Rappelons en effet le lien assez naturel qui s’est dégagé entre le projet hitlérien d’une Europe des nations, et la construction communautaire. C’est largement pour cette raison que le premier président de la commission européenne fut l’Allemand Walter Hallstein, nommé doyen de l’université de Rostock à 36 ans par les nazis (en 1936…). L’idéologie européiste n’a jamais été à rebours de la pensée fasciste ou nazie. Bien au contraire. Et assez naturellement, Giorgia Meloni peut s’y rallier sans rien renier de l’histoire de son parti.
Autrement dit, la guerre en Ukraine donne simplement à une Meloni l’occasion de réaliser sa catharsis et son coming-out, après des années d’atermoiements et de compromis de circonstances avec des forces conservatrices auxquelles elle est, en réalité, étrangère.
Le caste commence à assumer son fascisme gris
Le soutien de Meloni à Zelenski, et le soin qu’elle a pris à bâtir un programme européen, me semblent intéressants non parce qu’ils montrent jusqu’où pourrait agir une “opposition contrôlée”, mais tout simplement par ce qu’ils conscientisent et révèlent chimiquement l’acceptation de plus en plus ouverte par la caste de sa tentation fasciste et de son rejet de la démocratie.
Ce point mériterait de très longs développements qui n’ont pas forcément leur place ici, mais deux éléments majeurs me paraissent devoir être relevés.

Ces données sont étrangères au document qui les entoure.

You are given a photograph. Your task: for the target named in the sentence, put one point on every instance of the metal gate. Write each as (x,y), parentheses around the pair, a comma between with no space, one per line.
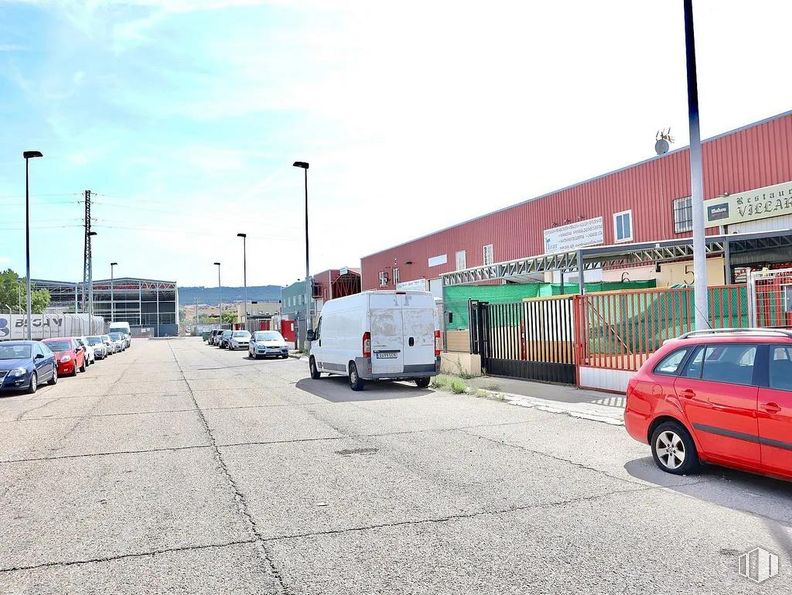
(533,339)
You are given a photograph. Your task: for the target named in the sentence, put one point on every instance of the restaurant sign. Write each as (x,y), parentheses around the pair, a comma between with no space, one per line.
(574,235)
(762,203)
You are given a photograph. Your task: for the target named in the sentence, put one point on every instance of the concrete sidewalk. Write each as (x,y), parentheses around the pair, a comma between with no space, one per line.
(556,398)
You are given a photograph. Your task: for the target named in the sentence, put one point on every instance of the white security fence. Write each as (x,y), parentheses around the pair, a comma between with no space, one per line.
(13,327)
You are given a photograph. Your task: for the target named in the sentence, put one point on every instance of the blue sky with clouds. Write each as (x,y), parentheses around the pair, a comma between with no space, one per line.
(185,116)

Le premier élément est le montée continue au sein de la caste d’un courant totalitaire qu’Edouard Husson appelle à juste titre le “fascisme gris”. Nous en avions eu un premier indice lorsqu’un déferlement de haine s’est abattu sur les Britanniques qui ont voté en faveur du Brexit, et sur les Américains qui ont voté pour Trump. Depuis ces victoires “populistes”, la caste ne ménage ni son temps ni sa haine pour traîner ses adversaires dans la boue et pour les museler.
Je rappellerai simplement que dans son Great Reset, Klaus Schwab faisait très justement référence au trilemme de Rodrik, selon lequel on ne peut concilier mondialisation, nations et démocratie. La réalité qui se fait jour, que nous comprenons lentement, est que la caste assume de vouloir rompre avec la démocratie pour protéger la mondialisation et le libre-échange.
Le deuxième élément est que l’Ukraine est un puissant révélateur chimique de la russophobie qui cimente la caste. On comprend désormais qu’un point d’ancrage pour beaucoup, dans l’adhésion au “narratif” officiel, tient à la haine du Russe et de ce qu’il représente obscurément : un mélange de communiste et de sous-homme qu’on ne peut qualifier clairement comme tel, mais qui inspire crainte et répulsion.
Au fond, le Slave Russe incarne un frontière inconsciente pour beaucoup d’Européens. Il est la limite de notre continent et, à certains égards, l’incarnation de l’Autre. Cet Autre a reçu plusieurs noms ou qualificatifs dans l’Histoire. Le Russe des Prussiens n’est ni celui des Polonais, ni celui des Ukrainiens, des Turcs, des Anglais ou des Américains. Mais il est toujours l’Autre, celui que l’on craint et que l’on combat.
C’est bien pour cette raison qu’il parvient à unir dans un même camp les Fratelli d’Italia et les macronistes.
Il nous a fallu une guerre pour nous en rendre compte.